Eat too much pasta, potatoes, or grains and your body can convert them into triglycerides. You can still eat them, but keep your portions in check. A serving is one slice of bread, 1/3 cup of rice, half a cup of pasta, or half a cup of cooked potatoes or oats.

7. Sugary Drinks

A lot of the sugar you consume can come from one drink. Whether you drink sweetened iced tea, regular soda, fruit juice, or a syrupy coffee drink, you’re probably consuming more sugar than your body can process. It can turn some of that sugar into triglycerides. So when you cut back on sugar, remember to include your drinks in it.

8. Honey or Maple Syrup

You might think honey and maple syrup are healthier or more natural than refined sugar. But like sugar, they can raise your triglyceride levels. When you’re trying to lower your triglycerides, cut back on sugary sweeteners across your entire diet, even if they’re not table sugar.

9. Baked Goods

Because of your high triglyceride levels, you should limit saturated fats in your diet. Including saturated fat in butter baked in pastries. You should also avoid trans fats altogether. Check the nutrition facts label to be sure.

10. Fatty meats

You don’t have to give up meat completely. But consider choosing leaner cuts.
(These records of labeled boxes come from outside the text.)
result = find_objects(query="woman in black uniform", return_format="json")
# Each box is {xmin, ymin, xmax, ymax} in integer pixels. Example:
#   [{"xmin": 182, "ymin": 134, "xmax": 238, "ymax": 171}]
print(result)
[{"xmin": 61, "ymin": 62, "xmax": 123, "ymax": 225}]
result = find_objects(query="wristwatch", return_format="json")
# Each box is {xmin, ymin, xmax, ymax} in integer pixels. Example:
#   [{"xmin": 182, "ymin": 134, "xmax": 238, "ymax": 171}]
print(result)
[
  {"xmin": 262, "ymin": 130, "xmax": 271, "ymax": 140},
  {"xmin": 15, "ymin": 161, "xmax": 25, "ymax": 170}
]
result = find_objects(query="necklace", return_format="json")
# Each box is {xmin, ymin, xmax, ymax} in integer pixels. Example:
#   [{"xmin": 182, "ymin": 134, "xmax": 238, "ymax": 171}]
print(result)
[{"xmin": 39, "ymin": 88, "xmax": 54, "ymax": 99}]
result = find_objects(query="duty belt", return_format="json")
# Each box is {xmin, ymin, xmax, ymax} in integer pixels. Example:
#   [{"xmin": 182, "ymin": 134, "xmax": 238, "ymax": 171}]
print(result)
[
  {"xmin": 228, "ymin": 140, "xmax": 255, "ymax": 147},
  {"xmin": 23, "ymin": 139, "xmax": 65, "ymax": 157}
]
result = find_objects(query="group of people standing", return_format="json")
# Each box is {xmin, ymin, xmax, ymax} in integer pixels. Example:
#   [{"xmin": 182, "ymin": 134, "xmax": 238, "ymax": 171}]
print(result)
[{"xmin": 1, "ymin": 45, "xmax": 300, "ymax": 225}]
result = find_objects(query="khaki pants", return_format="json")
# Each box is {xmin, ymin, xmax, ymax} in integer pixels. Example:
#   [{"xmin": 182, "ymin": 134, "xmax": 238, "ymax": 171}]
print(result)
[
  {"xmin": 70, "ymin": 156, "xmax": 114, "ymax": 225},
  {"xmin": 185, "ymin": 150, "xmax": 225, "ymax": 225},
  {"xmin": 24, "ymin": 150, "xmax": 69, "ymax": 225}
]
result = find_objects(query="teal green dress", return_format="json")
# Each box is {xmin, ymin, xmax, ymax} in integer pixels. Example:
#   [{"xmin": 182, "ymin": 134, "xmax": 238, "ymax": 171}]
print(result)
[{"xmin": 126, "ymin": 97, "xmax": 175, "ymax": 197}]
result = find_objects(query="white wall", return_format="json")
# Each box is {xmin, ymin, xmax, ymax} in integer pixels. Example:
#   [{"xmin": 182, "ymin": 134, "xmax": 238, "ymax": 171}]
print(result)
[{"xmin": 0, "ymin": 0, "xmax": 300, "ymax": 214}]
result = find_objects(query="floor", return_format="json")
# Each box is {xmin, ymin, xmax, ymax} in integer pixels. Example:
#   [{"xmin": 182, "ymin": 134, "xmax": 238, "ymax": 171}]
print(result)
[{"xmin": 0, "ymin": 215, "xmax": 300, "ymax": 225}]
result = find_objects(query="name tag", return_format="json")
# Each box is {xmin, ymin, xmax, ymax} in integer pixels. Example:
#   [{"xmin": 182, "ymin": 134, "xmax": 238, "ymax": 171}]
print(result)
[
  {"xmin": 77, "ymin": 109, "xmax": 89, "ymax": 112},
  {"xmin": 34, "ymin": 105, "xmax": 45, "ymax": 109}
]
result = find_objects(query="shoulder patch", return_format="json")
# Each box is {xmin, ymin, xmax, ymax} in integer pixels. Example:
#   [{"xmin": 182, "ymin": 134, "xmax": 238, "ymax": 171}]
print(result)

Also, avoid all processed meats, including bacon, sausage, and ham, as these have been shown to contribute to heart disease and diabetes.

11. Butter or margarine

Use olive oil instead of butter and margarine, which can be high in saturated or trans fats, when cooking meat and vegetables or making salad dressings. Canola, walnut, and flaxseed oils are also great alternatives.